We denote by \(w_{0} = 1 + z_{0}\) the inflection point of J. It must be noted that for all \(\overline{w} > 0\) we have

$$\displaystyle{\#{\Bigl \{i: \frac{u_{i} - u_{i-1}} {\sqrt{\varepsilon }} > \overline{w}\Bigr \}} \leq \frac{1} {J(\overline{w})}F_{\varepsilon }(u),}$$

so that this number of indices is equi-bounded along sequences with equibounded energy. We may therefore suppose that the corresponding points \(\varepsilon i\) converge to a finite set S ⊂ [0, 1]. For fixed \(\overline{w}\), we have \(J(w) \geq \overline{c}\vert w{\vert }^{2}\) on \((-\infty,\overline{w}]\) for some \(\overline{c} > 0\); this gives, if A is compactly contained in (0, 1)∖ S, that

$$\displaystyle{F_{\varepsilon }(u) \geq \overline{c}\sum _{i}{\Bigl ({\frac{u_{i} - u_{i-1}} {\sqrt{\varepsilon }} \Bigr )}}^{2} = \overline{c}\sum _{ i}\varepsilon {\Bigl ({\frac{u_{i} - u_{i-1}} {\varepsilon } \Bigr )}}^{2} \geq \overline{c}\int _{ A}\vert u^{\prime}{\vert }^{2}\,\mathit{dt}}$$

(the sum is extended to those i such that \(\frac{u_{i}-u_{i-1}} {\sqrt{\varepsilon }} \leq \overline{w}\)). By the arbitrariness of A in this estimate we then have that if \(u_{\varepsilon } \rightarrow u\) and \(F_{\varepsilon }(u_{\varepsilon }) \leq C < +\infty \) then u is piecewise-H ¹; i.e., there exists a finite set S ⊂ (0, 1) such that \(u \in {H}^{1}((0,1)\setminus S)\); we denote by S(u) the minimal set such that u ∈ H ¹((0, 1)∖ S(u)). The reasoning above also shows that

$$\displaystyle{\overline{c}\int _{0}^{1}\vert u^{\prime}{\vert }^{2}\,\mathit{dt} + J(\overline{w}){\#}(S(u))}$$

is a lower bound for the Γ-limit of \(F_{\varepsilon }\). The Γ-limit on piecewise-H ¹(0, 1) functions can be computed by optimizing the choice of \(\overline{w}\) and \(\overline{c}\), obtaining

$$\displaystyle{ F(u) = \frac{1} {2}J^{\prime\prime}(0)\int _{0}^{1}\vert u^{\prime}{\vert }^{2}\,\mathit{dt} + J(\infty )\#(S(u)) }$$

(2.21)

with the constraint that \({u}^{+} > {u}^{-}\) on S(u). This functional is the one-dimensional version of Griffith’s fracture energy for brittle materials, and coincides with a functional introduced by Mumford–Shah in the framework of Image Reconstruction (without the constraint \({u}^{+} > {u}^{-}\)).

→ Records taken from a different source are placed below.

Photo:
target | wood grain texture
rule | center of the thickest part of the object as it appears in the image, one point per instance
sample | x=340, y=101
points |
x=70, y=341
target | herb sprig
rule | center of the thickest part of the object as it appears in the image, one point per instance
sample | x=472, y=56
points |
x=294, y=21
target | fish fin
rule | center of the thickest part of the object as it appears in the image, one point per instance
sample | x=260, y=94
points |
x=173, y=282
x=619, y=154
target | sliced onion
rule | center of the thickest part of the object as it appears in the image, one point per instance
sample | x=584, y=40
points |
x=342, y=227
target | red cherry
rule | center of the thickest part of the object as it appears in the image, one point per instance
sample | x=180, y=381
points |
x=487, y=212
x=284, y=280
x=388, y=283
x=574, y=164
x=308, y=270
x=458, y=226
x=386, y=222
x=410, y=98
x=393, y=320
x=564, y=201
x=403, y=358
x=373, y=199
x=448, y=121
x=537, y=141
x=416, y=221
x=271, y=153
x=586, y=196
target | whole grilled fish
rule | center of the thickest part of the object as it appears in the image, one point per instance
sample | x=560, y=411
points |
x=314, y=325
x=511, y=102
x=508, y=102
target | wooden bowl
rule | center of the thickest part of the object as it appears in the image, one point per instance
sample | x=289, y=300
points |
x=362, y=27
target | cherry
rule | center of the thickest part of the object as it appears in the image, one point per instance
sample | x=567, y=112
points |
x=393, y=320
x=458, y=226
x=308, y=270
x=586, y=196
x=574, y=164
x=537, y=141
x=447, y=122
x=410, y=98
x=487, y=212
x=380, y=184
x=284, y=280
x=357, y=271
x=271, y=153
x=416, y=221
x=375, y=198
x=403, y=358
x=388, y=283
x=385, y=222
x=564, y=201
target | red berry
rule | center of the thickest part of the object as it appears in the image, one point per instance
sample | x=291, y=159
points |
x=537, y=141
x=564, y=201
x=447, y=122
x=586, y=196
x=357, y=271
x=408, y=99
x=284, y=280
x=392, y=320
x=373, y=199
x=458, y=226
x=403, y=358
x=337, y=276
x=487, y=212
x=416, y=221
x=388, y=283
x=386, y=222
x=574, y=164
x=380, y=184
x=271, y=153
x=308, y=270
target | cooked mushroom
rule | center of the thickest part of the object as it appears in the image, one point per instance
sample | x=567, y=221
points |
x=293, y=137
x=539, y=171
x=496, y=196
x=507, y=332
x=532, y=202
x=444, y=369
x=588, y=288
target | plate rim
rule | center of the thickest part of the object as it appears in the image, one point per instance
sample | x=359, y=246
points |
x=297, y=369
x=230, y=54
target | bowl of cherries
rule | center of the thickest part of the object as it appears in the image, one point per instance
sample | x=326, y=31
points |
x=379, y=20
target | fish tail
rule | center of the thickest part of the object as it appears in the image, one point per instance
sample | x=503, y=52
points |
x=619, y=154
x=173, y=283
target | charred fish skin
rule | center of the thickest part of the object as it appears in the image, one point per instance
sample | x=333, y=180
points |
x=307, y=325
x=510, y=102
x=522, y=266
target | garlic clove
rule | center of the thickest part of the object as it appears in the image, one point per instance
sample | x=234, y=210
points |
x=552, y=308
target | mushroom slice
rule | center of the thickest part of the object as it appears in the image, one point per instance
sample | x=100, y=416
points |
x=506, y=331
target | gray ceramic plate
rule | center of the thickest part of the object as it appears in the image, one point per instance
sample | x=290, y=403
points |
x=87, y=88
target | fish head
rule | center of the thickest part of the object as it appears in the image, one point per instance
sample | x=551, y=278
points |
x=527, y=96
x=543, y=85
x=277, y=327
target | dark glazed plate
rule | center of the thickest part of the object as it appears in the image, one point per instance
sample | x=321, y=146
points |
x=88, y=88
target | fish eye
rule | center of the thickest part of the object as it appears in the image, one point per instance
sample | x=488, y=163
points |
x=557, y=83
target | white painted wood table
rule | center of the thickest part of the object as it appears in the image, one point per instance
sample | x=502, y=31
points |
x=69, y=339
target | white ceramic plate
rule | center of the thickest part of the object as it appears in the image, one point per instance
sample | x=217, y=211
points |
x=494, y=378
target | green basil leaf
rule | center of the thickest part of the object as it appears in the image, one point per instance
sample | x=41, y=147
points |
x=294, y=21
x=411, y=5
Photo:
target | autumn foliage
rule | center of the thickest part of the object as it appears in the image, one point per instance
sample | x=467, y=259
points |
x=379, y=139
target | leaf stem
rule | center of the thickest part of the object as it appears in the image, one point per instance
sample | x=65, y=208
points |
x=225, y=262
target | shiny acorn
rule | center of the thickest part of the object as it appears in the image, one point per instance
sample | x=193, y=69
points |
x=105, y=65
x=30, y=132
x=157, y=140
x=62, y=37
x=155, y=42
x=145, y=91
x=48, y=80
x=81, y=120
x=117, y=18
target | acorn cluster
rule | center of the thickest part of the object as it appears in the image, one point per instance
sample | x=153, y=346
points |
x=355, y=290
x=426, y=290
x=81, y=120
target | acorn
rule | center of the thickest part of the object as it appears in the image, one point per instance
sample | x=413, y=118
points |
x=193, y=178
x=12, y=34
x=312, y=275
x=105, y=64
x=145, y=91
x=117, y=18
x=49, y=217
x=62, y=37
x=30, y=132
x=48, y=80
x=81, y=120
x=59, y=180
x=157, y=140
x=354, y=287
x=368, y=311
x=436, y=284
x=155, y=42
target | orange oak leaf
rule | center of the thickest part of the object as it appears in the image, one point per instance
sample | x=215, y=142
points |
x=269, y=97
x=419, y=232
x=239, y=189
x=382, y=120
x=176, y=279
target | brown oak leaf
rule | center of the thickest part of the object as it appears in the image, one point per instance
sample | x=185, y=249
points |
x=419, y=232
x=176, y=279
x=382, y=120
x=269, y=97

Note that the parameterization of v _i on \(\varepsilon \mathbb{Z}\) would suggest to interpret \(v_{i} - v_{i-1}\) as a different quotient and hence the change of variables \(u_{i} =\varepsilon v_{i} - id\). This would give an energy of the form

$$\displaystyle{\tilde{F}_{\varepsilon }(u) =\sum _{ i=1}^{N}J{\Bigl (\frac{u_{i} - u_{i-1}} {\varepsilon } \Bigr )};}$$

it can be shown that \(\tilde{F}_{\varepsilon }\) converges to the energy with domain the set of piecewise-affine increasing u with u′ = 1 a.e., and for such u

$$\displaystyle{\tilde{F}(u) = J(\infty )\,{\#}(S(u)).}$$

This different choice of the parameterization hence only captures the fracture part of the energy.

Appendix

For an introduction to Γ-convergence we refer to the ‘elementary’ book [1]. More examples, and an overview of the methods for the computation of Γ-limits can be found in [2]. More detailed information on topological properties of Γ-convergence are found in [6]. The use of higher-order Γ-limits is analyzed in [5].

Homogenization results are described in [3]. The reference to the original Γ-limit of the gradient theory of phase transitions is [7]. A more detailed treatment of Example 2.6 can be found in [4].